El libro se divide en diez capítulos y un decálogo en los que plantea a los hombres diversas problemáticas para acabar con las actitudes, pensamientos e ideas masculinas que se le han ido imponiendo por el simple hecho de ser eso, hombres. Por otra parte, el decálogo lo escribe con el fin de llevar a cabo una revolución masculina. Maravilla de libro desde el primer capítulo.

En el primero, habla de la sociedad patriarcal que llevamos arrastrando y de si los hombres son conscientes de que el modelo de masculinidad por el cual se rigen no solo afecta a las mujeres, sino también a ellos.

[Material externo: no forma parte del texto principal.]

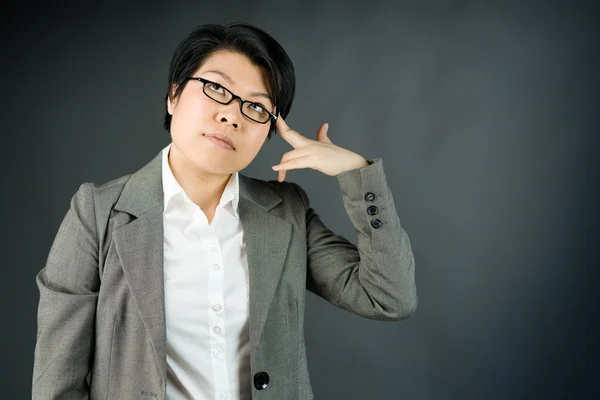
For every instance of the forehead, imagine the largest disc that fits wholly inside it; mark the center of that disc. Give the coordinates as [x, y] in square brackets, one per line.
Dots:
[235, 71]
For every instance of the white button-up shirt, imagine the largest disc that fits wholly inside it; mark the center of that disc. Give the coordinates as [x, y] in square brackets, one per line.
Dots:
[206, 295]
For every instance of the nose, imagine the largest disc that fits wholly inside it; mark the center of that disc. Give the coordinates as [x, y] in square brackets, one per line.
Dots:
[230, 114]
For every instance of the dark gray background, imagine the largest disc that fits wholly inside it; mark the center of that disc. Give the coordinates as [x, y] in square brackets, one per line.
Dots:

En el segundo, divide a los hombres en cuatro grupos según su masculinidad: el primero es el hombre machista, el segundo es el que no se cuestiona su posición de privilegio gracias a la sumisión de las mujeres, el número tres es el que empieza a ser consciente de su posición de privilegiado y comienza a modificar su actitud y el último es el que ha hecho una revisión crítica de su identidad y ha sido militante en la lucha de la igualdad.

En los siguientes capítulos, el escritor analiza la figura del hombre como ejemplo a seguir ya sea por su riqueza, por su celebridad o por su poder político, la del hombre ausente, cuando ellos se iban y se van a trabajar, llegan a las tantas  y ellas debían y siguen estando al cuidado de los hijos, la del hombre violento, en la que él debe demostrar su fuerza contra el débil y reprimir sus sentimientos, la del hombre dominante que debe aceptar que por el hecho de ser hombre, debe ser quien rescate a la princesa y demostrar su virilidad y su violencia muchas veces, con su chulería.

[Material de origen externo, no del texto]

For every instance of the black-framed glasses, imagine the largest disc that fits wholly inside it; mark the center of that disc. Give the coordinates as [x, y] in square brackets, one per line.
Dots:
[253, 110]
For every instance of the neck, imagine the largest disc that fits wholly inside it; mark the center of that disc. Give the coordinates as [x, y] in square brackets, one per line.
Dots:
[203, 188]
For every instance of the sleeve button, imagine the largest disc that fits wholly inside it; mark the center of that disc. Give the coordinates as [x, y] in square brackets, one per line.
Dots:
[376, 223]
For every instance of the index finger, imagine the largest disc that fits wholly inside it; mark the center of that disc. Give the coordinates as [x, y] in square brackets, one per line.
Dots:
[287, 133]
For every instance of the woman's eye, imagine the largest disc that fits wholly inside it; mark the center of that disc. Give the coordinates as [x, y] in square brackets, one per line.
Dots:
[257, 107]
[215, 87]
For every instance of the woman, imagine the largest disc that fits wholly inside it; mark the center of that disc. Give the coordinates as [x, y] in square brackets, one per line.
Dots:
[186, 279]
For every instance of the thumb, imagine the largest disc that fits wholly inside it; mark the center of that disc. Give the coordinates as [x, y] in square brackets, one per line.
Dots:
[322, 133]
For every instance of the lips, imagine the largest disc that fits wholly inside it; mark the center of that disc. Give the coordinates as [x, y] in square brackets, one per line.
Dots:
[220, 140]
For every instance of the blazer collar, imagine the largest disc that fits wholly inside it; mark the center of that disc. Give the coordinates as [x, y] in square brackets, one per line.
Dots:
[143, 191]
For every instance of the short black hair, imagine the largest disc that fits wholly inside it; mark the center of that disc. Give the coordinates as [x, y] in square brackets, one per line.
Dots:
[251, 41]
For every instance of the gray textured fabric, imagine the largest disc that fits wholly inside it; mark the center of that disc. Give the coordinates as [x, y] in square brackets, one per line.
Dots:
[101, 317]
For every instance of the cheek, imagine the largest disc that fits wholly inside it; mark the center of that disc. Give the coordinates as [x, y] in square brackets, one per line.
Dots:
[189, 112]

El autor, también analiza al hombre desde el consumo de la pornografía, que influye en sus relaciones sexuales y de la prostitución. Para ello, Octavio propone “deslegitimar y desactivar la demanda […] De ahí que debiéramos empezar nosotros mismos, los hombres, por dejar de ser cómplices de una institución que explota a millones de mujeres en el mundo […] Un largo camino en el que podríamos empezar reconociendo que el Richard Gere de Pretty Woman no es un héroe romántico, sino un putero”.

Por último, el autor analiza cómo la masculinidad es un hecho que se confirma continuamente y por ello, desde pequeños, los hombres reciben comentarios de parte de familiares, amigos y conocidos para remarcar que son unos “campeones” y unos “machotes”. A su vez, los mismos hombres están al tanto de cómo habla o actúa otro hombre y, si no consigue seguir la línea de masculinidad establecida, se le ataca con comentarios con connotaciones femeninas. Otra vez, la mujer utilizada para infravalorar a los hombres.

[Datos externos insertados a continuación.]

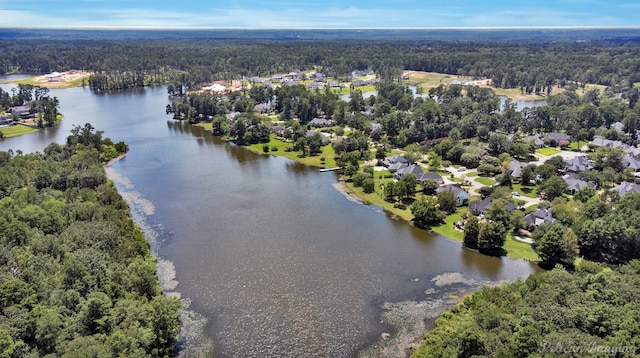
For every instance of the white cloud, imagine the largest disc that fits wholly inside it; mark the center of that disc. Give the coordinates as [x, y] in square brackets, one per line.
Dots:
[348, 17]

Con esto, Octavio llega al hombre esclavo, ya que el modelo masculino que les exige la sociedad a veces tiene consecuencias sobre ellos. Un ejemplo que expone del hombre esclavo es el de los accidentes de tráfico. Por último, el autor llega al hombre invulnerable, donde propone que los hombres deben desprenderse de esa máscara de ambición, competitividad, infalibilidad y de fortaleza o acabará repercutiendo en las relaciones con cualquier persona.

Para acabar, en las últimas diez páginas Octavio propone un decálogo para llevar a cabo una revolución masculina para conseguir una reconstrucción del hombre y a la vez una construcción de la sociedad en la que hombres y mujeres puedan disfrutar de las mismas cosas.

Por si a alguna persona le quedase alguna duda, este libro no trata de empoderar a los hombres, trata de que ellos se cuestionen su propia identidad y su papel en la sociedad y así convertirse en aliados feministas para que ellas lideren el movimiento que busca romper con el patriarcado.

Porque el feminismo no es un asunto de mujeres, sino que es de todxs.